Yeh finding parts is a real pain. But after alot of research you will find that alot of the audi s4 and even some a4 parts fit the w8 since they are on almost the same chasis. Now finding engine upgrades is a whole different ball game haha


----------



## 2003w84motion (Feb 5, 2009)

*Re: How many w8 owners are on this forum? (UNFw8fourmotion)*

someone was also saying stuff about a6 4.2l suspension fitting w8 but the info is not verified. Anyway it is unfortunate. 
have you been able to upgrade anything?


----------



## monkeytronic (Oct 5, 2009)

*Re: How many w8 owners are on this forum? (2003w84motion)*


_Quote, originally posted by *2003w84motion* »_someone was also saying stuff about a6 4.2l suspension fitting w8 but the info is not verified. Anyway it is unfortunate. 
have you been able to upgrade anything?

I'd reckon the larger C5 and C6 A6s would share little in common part-wise with a smaller W8 powered B5 Passat even if they share the similar multi-link front suspension as does the D2-D3 A8. Just because the suspensions look similar at first glance doesn't in fact mean that anything will swap.
In reality the only thing the 4.2 powered C5-C6 A6--as well as B6-B7 S4 and D2-D3 A8--really share in common with the W8 powered B5 Passat is that they all have eight cylinders and that's about it. Figure that a Corvette or even a Crown Vic shares the same in common, too.


----------



## UNFw8fourmotion (Jul 23, 2009)

*Re: How many w8 owners are on this forum? (monkeytronic)*

The only upgrades i have been able to preform was fk silverline coils, custom exhaust and a giac chip (which was a pretty penny) im currently trying to track down a short shifter for this car but i am having a very hard time since most w8's were equipped with the triptronic transmission


----------



## XR4Tim (Nov 25, 2009)

*Re: How many w8 owners are on this forum? (monkeytronic)*


_Quote, originally posted by *monkeytronic* »_
I'd reckon the larger C5 and C6 A6s would share little in common part-wise with a smaller W8 powered B5 Passat even if they share the similar multi-link front suspension as does the D2-D3 A8. Just because the suspensions look similar at first glance doesn't in fact mean that anything will swap.
In reality the only thing the 4.2 powered C5-C6 A6--as well as B6-B7 S4 and D2-D3 A8--really share in common with the W8 powered B5 Passat is that they all have eight cylinders and that's about it. Figure that a Corvette or even a Crown Vic shares the same in common, too.
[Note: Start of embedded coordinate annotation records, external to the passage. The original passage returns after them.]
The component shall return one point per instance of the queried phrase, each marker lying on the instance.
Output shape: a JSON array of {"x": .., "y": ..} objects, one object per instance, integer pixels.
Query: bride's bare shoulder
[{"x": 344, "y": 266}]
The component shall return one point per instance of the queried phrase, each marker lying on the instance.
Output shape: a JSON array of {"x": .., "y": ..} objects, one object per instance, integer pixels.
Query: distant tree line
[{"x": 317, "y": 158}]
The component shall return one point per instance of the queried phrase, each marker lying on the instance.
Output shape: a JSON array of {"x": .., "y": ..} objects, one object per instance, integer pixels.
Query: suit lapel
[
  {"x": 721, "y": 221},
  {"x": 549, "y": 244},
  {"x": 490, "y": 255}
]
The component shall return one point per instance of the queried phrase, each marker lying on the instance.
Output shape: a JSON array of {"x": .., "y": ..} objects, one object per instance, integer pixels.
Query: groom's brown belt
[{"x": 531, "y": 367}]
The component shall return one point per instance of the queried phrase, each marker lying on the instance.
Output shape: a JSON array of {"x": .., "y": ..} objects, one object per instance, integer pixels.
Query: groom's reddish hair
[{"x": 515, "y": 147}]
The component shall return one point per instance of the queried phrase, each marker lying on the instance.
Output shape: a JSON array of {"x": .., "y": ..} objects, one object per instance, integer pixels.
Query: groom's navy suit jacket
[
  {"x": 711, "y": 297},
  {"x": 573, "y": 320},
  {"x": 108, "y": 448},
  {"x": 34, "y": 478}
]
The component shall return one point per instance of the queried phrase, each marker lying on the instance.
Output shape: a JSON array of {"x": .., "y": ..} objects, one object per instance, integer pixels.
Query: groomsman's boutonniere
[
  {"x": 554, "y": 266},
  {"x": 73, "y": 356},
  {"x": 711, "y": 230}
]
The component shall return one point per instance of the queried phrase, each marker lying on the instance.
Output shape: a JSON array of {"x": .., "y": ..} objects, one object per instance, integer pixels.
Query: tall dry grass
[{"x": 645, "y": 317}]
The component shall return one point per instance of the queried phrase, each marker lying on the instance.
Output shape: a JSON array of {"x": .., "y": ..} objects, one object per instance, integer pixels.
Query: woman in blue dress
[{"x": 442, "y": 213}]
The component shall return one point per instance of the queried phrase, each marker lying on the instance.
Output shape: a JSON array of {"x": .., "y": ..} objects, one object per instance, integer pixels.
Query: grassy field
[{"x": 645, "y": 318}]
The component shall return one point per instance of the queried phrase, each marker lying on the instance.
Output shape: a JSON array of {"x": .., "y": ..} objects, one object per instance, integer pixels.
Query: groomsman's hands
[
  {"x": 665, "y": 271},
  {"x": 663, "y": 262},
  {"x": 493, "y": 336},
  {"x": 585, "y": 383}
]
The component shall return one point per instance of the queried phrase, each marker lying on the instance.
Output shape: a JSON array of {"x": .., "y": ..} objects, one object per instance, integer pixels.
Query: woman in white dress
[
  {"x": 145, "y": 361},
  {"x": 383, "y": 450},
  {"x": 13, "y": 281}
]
There are some who have successfully installed struts/springs and coilover setups for 4.2 A6s on W8 Passats.


----------



## dream4rs2 (Aug 25, 2009)

*Re: How many w8 owners are on this forum? (2003w84motion)*

love the car,had it since new and no major issues. oh yea, i replaced a thermostat housing for 1700 and then just recently had a torque converter code pop up. fortunately i found a ton of water on the passenger floor board and noticed the comfort control module under water. I removed it dried it and no problem since. I believe this w8 engine was a test engine for vwoa as a power plant for the toureg but they chose the audi 4.2. The stubby antenna is non functional, it is in the rear quarter glass, and it has two gas tanks, hence no full size spare. The headlights are genius with a flap that close/opens when operating the high beams ( have 77 k and have not had to replace bulb yet! ) I am assuming the after market scene knew this and did not put much in r&d. I have a k&n filter and that is all. Figure i could drop 40k on a hybrid twin turbo kit if i had the loot. I love this car, need to sell it to get rid of debt, but it feels like i am falling in love all over again now the check engine light is off! cheers..


----------



## AJB (Nov 11, 2002)

*Re: How many w8 owners are on this forum? (dream4rs2)*

I think you can install an Audi s4 Short shifter in the W8, and there are a few companies that make springs/shocks for the W8 and coilovers too..just $$$


----------



## VWGUY4EVER (Nov 17, 2000)

*Re: How many w8 owners are on this forum? (AJB)*

S4 short-shifter will work.
If you don't want to go the coilover route H&R Sports are listed. I had them on my 6 speed. 1 3/4" drop front - 1 1/2" rear. As for struts, go with Bilstein Sports listed for an A6 4.2...
I had the Wetterauer chip and a custom Magna-Flow exhaust. I wonder if I still have that pic of my speedometer *ALLEGEDLY* pointing at 171 mph..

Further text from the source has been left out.